Methods: Total RNA isolated from therapy-naïve tumour samples (n=18; panel I) and cell lines (n=21) was used to study expression of CXCR4-pathway related genes and CXCR4 splice variants (CXCR4-2: Small and CXCR4-1: Large) by RT-Q-PCR. Expression levels were correlated to overall survival (OS) and event free survival (EFS). Study results were validated in an independent series of 26 tumour samples (panel II) from therapy-naïve tumour samples.

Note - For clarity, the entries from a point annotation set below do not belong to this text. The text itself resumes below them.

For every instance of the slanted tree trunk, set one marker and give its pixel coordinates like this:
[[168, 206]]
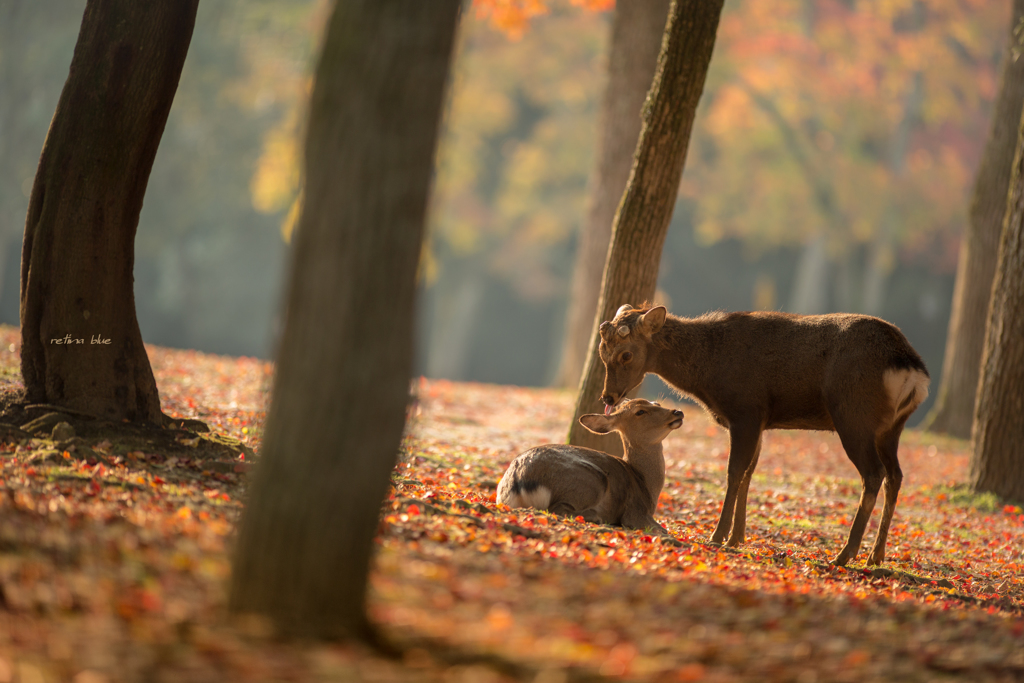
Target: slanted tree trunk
[[636, 39], [343, 370], [953, 409], [997, 435], [81, 346], [644, 213]]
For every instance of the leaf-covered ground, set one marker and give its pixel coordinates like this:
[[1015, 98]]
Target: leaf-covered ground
[[114, 558]]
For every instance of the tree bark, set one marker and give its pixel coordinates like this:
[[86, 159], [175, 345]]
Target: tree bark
[[997, 435], [636, 39], [644, 213], [81, 345], [343, 370], [953, 409]]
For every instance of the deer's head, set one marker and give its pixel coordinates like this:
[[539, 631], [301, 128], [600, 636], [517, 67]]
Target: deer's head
[[625, 349], [638, 420]]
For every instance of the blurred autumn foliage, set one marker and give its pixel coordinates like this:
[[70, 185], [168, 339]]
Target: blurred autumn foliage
[[856, 123], [829, 167]]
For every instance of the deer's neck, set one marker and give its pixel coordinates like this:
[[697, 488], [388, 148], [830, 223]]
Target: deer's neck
[[678, 347], [649, 462]]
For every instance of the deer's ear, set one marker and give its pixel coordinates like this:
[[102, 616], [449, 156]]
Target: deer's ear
[[598, 424], [652, 321]]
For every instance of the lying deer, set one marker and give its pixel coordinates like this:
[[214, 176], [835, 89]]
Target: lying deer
[[855, 375], [576, 481]]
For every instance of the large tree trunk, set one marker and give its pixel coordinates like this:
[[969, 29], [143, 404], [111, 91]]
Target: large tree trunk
[[81, 346], [343, 370], [643, 216], [636, 39], [953, 409], [997, 436]]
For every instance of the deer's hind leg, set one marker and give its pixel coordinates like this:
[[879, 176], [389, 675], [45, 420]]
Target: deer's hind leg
[[888, 444], [859, 445], [739, 517]]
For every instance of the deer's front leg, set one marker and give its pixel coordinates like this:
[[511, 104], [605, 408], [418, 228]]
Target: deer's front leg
[[743, 440]]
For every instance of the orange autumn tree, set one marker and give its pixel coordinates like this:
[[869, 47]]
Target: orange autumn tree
[[848, 129]]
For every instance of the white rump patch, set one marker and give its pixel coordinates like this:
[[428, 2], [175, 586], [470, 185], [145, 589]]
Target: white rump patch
[[906, 388], [540, 498]]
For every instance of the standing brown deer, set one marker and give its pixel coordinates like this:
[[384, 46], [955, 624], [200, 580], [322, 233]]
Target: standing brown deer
[[851, 374]]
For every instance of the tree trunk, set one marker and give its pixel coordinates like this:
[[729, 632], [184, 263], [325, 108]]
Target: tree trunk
[[343, 370], [81, 346], [810, 286], [644, 213], [997, 435], [954, 399], [636, 39]]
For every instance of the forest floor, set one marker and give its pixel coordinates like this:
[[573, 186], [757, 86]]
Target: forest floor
[[115, 557]]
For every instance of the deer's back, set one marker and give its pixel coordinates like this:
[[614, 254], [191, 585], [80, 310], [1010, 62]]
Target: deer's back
[[793, 370], [544, 475]]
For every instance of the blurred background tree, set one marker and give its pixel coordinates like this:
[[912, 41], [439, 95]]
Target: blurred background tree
[[830, 168]]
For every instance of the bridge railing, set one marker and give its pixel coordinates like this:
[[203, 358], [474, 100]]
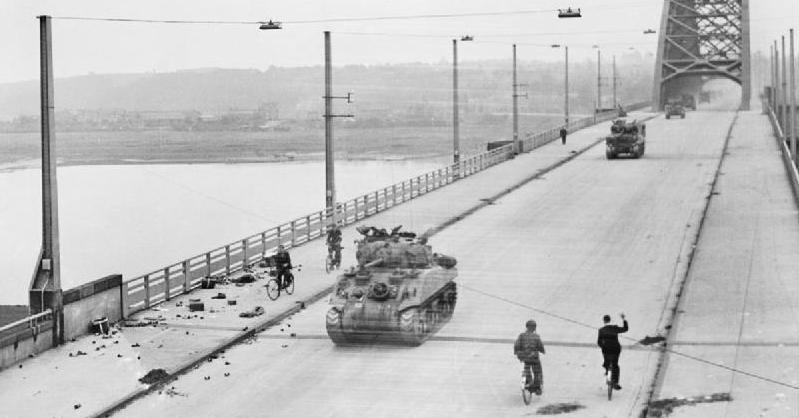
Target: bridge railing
[[147, 290], [788, 159]]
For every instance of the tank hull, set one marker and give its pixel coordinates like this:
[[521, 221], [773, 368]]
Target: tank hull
[[360, 321]]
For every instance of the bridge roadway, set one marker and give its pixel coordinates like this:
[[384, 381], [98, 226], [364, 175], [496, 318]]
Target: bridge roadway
[[590, 237]]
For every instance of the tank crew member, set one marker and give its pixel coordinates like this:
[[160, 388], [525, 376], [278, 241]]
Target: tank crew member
[[526, 348], [608, 341], [334, 244]]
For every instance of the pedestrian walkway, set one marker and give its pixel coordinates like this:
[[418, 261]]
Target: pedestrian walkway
[[740, 307], [87, 376]]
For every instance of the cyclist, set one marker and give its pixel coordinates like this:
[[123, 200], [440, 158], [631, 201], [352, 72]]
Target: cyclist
[[608, 341], [334, 244], [283, 265], [526, 348]]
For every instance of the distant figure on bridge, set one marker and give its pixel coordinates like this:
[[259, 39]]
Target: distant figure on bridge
[[526, 349], [334, 244], [282, 263], [608, 341]]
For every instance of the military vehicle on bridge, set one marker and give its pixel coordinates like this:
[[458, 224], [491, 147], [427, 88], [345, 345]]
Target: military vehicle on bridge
[[688, 101], [400, 292], [626, 138], [674, 108]]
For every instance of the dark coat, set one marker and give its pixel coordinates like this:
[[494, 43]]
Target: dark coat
[[283, 260], [608, 338], [527, 346]]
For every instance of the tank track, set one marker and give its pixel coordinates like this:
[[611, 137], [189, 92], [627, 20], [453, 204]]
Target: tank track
[[419, 323]]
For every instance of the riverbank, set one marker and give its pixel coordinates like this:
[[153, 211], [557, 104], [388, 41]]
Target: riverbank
[[21, 150]]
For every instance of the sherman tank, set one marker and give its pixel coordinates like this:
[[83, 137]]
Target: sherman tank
[[400, 291]]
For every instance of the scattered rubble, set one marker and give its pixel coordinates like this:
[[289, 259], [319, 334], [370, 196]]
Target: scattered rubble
[[663, 407], [154, 376], [652, 340], [258, 311], [559, 408], [172, 392]]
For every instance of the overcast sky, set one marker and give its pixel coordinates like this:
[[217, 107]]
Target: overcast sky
[[82, 47]]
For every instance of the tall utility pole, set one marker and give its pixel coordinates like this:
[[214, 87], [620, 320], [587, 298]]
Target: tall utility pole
[[614, 81], [456, 152], [777, 109], [792, 110], [598, 80], [784, 90], [566, 87], [516, 146], [45, 290], [771, 68], [330, 184]]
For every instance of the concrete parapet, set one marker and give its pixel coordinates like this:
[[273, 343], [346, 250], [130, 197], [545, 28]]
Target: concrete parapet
[[97, 299]]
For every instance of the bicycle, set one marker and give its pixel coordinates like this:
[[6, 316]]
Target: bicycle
[[527, 394], [273, 289], [330, 260], [527, 386]]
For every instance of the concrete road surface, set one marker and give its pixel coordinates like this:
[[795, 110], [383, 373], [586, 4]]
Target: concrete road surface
[[747, 266], [591, 237]]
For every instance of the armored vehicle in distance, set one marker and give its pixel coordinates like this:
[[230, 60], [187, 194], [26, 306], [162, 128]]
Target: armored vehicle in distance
[[675, 108], [400, 292], [626, 138]]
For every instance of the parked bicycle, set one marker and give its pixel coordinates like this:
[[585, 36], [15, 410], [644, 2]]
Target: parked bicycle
[[273, 287], [333, 259]]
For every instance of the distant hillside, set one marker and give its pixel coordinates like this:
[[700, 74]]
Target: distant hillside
[[378, 90]]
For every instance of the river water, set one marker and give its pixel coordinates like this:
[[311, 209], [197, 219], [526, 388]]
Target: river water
[[132, 219]]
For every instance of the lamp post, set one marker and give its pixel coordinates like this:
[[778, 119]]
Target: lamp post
[[516, 144], [792, 109], [456, 153], [598, 79], [565, 84], [455, 140]]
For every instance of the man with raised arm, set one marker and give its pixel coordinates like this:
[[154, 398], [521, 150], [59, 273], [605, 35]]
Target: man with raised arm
[[608, 341]]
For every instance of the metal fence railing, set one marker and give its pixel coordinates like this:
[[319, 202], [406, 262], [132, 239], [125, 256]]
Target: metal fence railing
[[160, 285], [29, 322]]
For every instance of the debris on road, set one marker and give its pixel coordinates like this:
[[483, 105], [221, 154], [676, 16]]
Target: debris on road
[[154, 376], [196, 305], [652, 340], [244, 278], [663, 407], [559, 408], [144, 322], [258, 311]]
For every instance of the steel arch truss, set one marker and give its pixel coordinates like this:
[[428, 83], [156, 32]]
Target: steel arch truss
[[703, 38]]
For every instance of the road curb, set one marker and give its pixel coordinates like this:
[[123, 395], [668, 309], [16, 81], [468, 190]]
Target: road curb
[[675, 296], [189, 365]]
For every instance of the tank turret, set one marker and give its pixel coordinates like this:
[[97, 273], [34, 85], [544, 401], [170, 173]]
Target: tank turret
[[400, 290]]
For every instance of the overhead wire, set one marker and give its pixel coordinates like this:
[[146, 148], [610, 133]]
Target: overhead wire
[[667, 349]]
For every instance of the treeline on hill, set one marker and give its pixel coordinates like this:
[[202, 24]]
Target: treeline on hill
[[383, 95]]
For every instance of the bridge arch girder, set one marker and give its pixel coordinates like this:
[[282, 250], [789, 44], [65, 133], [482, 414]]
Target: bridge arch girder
[[702, 39]]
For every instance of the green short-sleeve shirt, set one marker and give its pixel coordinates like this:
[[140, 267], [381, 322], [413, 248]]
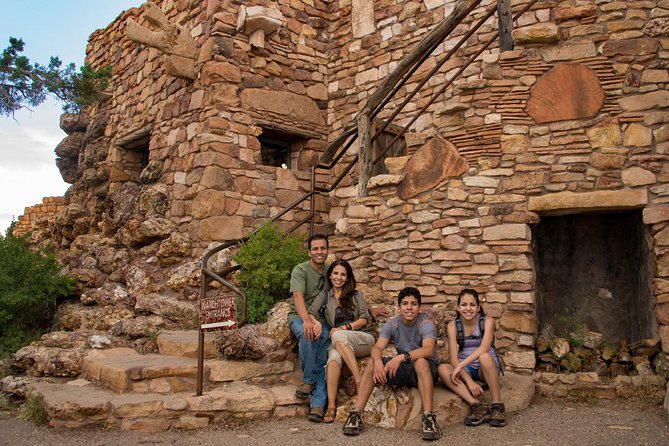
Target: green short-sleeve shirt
[[310, 282]]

Results: CXCL12, CXCR4, CXCR7 and CXCL14 were expressed and high CXCR7 and CXCL14 expression showed a positive correlation with EFS and OS and a negative correlation with metastasis development. Both splice variants CXCR4 were expressed in cell lines and tumour samples and CXCR4-1/CXCR4-2 ratio was significantly higher in tumour samples compared to cell lines and correlated with an improved EFS and OS. The results from the test panel were validated in an independent sample panel.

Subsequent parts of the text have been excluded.